Strategy 4: Complete Training Script with Resume Capability

import os
import json
import numpy as np
from sklearn.ensemble import RandomForestClassifier
import pickle

class ResumableTrainer:
    def __init__(self, checkpoint_dir="checkpoints"):
        self.checkpoint_dir = checkpoint_dir
        self.progress_file = os.path.join(checkpoint_dir, "progress.json")
        os.makedirs(checkpoint_dir, exist_ok=True)
        
    def save_progress(self, epoch, model, metrics):
        # Save model
        model_path = os.path.join(self.checkpoint_dir, f"model_epoch_{epoch}.pkl")
        with open(model_path, 'wb') as f:
            pickle.dump(model, f)
            
        # Save progress info
        progress = {
            'current_epoch': epoch,
            'model_path': model_path,
            'metrics': metrics
        }
        with open(self.progress_file, 'w') as f:
            json.dump(progress, f)
            
        print(f"Checkpoint saved at epoch {epoch}")
    
    def load_progress(self):
        if os.path.exists(self.progress_file):
            with open(self.progress_file, 'r') as f:
                progress = json.load(f)
            
            with open(progress['model_path'], 'rb') as f:
                model = pickle.load(f)
                
            print(f"Resumed from epoch {progress['current_epoch']}")
            return progress['current_epoch'], model, progress['metrics']
        return 0, None, {}

# Example usage
trainer = ResumableTrainer()

# Generate sample data
X = np.random.randn(1000, 10)
y = np.random.randint(0, 2, 1000)

# Try to resume
start_epoch, model, metrics = trainer.load_progress()

if model is None:
    print("Starting training from scratch")
    model = RandomForestClassifier(n_estimators=10)
    start_epoch = 0

# Simulate training epochs
for epoch in range(start_epoch, 5):
    # Fit model (in real scenario, this might be incremental training)
    model.n_estimators += 10
    model.fit(X, y)
    
    # Calculate metrics
    accuracy = model.score(X, y)
    metrics[f'epoch_{epoch}'] = {'accuracy': accuracy}
    
    # Save checkpoint every epoch
    trainer.save_progress(epoch + 1, model, metrics)
    print(f"Epoch {epoch + 1} completed, accuracy: {accuracy:.4f}")

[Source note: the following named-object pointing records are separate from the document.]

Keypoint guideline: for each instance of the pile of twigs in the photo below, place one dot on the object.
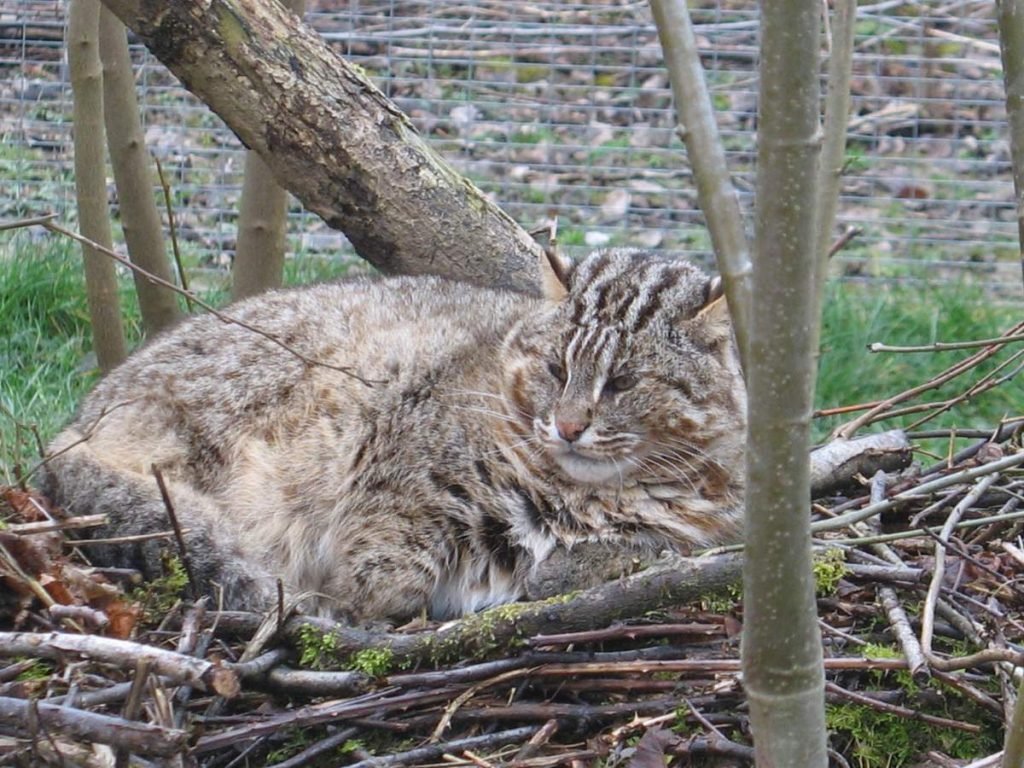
(919, 597)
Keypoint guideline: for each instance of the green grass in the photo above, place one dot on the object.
(45, 355)
(46, 365)
(855, 316)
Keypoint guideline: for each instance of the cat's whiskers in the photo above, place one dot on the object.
(665, 470)
(690, 451)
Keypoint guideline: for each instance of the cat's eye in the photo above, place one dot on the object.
(556, 370)
(621, 383)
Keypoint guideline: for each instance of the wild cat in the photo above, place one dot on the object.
(485, 428)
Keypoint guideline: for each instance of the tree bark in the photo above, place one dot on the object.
(783, 675)
(133, 178)
(259, 255)
(90, 181)
(334, 140)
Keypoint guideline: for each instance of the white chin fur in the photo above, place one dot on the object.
(591, 471)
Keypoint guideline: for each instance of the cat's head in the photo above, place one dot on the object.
(629, 372)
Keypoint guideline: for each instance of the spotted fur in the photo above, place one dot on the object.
(497, 427)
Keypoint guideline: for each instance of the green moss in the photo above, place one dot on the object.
(38, 671)
(723, 602)
(160, 595)
(317, 650)
(829, 568)
(877, 739)
(373, 662)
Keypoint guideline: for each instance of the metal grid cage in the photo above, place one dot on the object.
(563, 109)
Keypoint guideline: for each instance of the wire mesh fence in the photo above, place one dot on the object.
(563, 109)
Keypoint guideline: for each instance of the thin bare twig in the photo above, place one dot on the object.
(47, 223)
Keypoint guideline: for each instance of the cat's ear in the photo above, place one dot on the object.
(554, 275)
(714, 315)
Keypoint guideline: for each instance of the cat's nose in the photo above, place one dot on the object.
(569, 430)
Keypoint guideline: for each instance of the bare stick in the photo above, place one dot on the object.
(941, 482)
(950, 373)
(431, 753)
(178, 536)
(901, 712)
(138, 737)
(172, 228)
(132, 705)
(941, 346)
(928, 617)
(180, 669)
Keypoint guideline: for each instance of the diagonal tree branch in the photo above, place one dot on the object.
(334, 140)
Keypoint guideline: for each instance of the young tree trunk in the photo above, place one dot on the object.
(334, 140)
(133, 177)
(259, 253)
(716, 194)
(90, 180)
(782, 665)
(1011, 15)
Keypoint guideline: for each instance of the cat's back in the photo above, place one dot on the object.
(280, 345)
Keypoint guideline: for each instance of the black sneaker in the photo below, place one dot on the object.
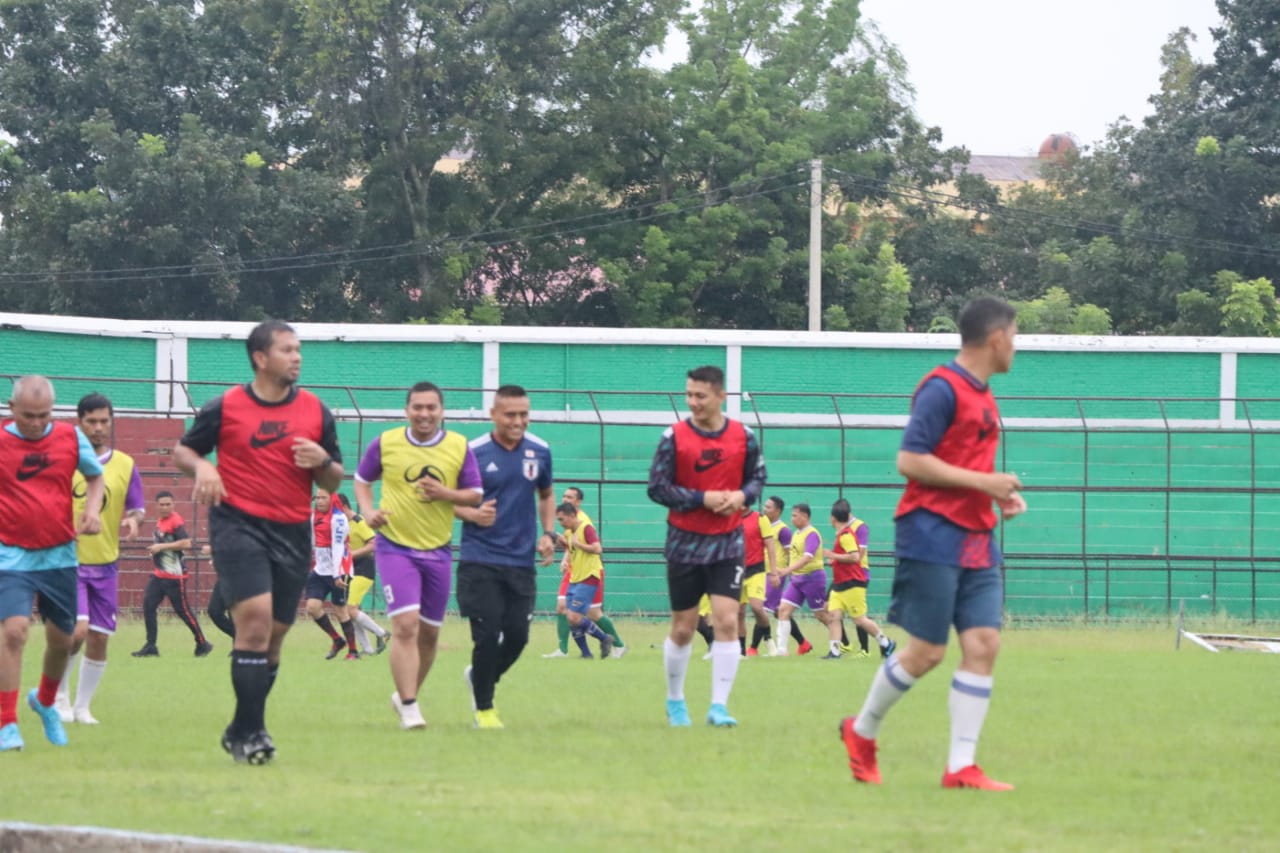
(255, 749)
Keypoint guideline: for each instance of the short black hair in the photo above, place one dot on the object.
(92, 402)
(711, 374)
(511, 391)
(419, 387)
(841, 511)
(982, 316)
(261, 337)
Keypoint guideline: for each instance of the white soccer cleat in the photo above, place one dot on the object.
(410, 715)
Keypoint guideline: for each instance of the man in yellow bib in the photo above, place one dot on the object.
(99, 556)
(425, 470)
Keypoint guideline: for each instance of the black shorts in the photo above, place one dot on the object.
(365, 568)
(257, 556)
(688, 583)
(323, 585)
(494, 593)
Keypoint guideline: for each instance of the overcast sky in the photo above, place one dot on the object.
(999, 76)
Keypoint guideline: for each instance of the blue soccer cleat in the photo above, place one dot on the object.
(53, 721)
(10, 739)
(717, 716)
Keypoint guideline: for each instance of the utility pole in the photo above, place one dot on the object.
(816, 245)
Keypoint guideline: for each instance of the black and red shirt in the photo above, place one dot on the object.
(255, 450)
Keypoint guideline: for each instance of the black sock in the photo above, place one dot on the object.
(251, 683)
(327, 626)
(705, 630)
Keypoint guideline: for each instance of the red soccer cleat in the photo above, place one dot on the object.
(862, 753)
(972, 776)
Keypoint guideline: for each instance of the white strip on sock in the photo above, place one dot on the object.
(890, 684)
(91, 674)
(676, 660)
(64, 687)
(725, 657)
(969, 699)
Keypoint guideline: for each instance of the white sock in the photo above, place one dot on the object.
(890, 684)
(368, 623)
(91, 673)
(64, 687)
(362, 638)
(969, 699)
(676, 660)
(725, 657)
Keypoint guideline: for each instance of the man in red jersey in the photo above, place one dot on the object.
(949, 564)
(708, 468)
(274, 442)
(39, 460)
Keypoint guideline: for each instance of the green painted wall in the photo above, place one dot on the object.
(62, 355)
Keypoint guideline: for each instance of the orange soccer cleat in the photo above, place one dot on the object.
(972, 776)
(862, 753)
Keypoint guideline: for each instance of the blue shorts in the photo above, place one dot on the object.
(53, 592)
(580, 598)
(929, 598)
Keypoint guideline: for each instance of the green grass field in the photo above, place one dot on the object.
(1114, 739)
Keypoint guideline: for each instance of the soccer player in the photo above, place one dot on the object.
(330, 573)
(586, 571)
(362, 576)
(850, 574)
(425, 470)
(169, 579)
(708, 468)
(775, 582)
(947, 559)
(758, 550)
(805, 574)
(97, 578)
(39, 459)
(274, 443)
(501, 541)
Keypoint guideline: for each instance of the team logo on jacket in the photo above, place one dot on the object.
(712, 456)
(32, 464)
(268, 433)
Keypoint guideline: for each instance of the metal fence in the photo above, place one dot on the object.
(1136, 503)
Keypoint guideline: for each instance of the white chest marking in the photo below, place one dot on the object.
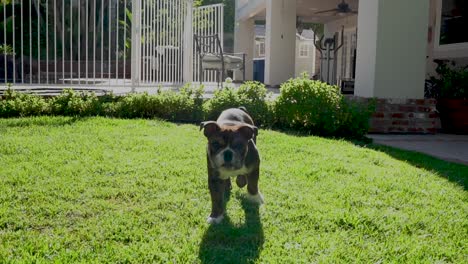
(226, 174)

print("Training completed successfully!")

Best Practices Comparison

Conclusion

Implementing checkpoint systems and data persistence strategies ensures your machine learning work can resume seamlessly after system restarts. Choose the approach that best fits your project's complexity and infrastructure requirements for maximum robustness.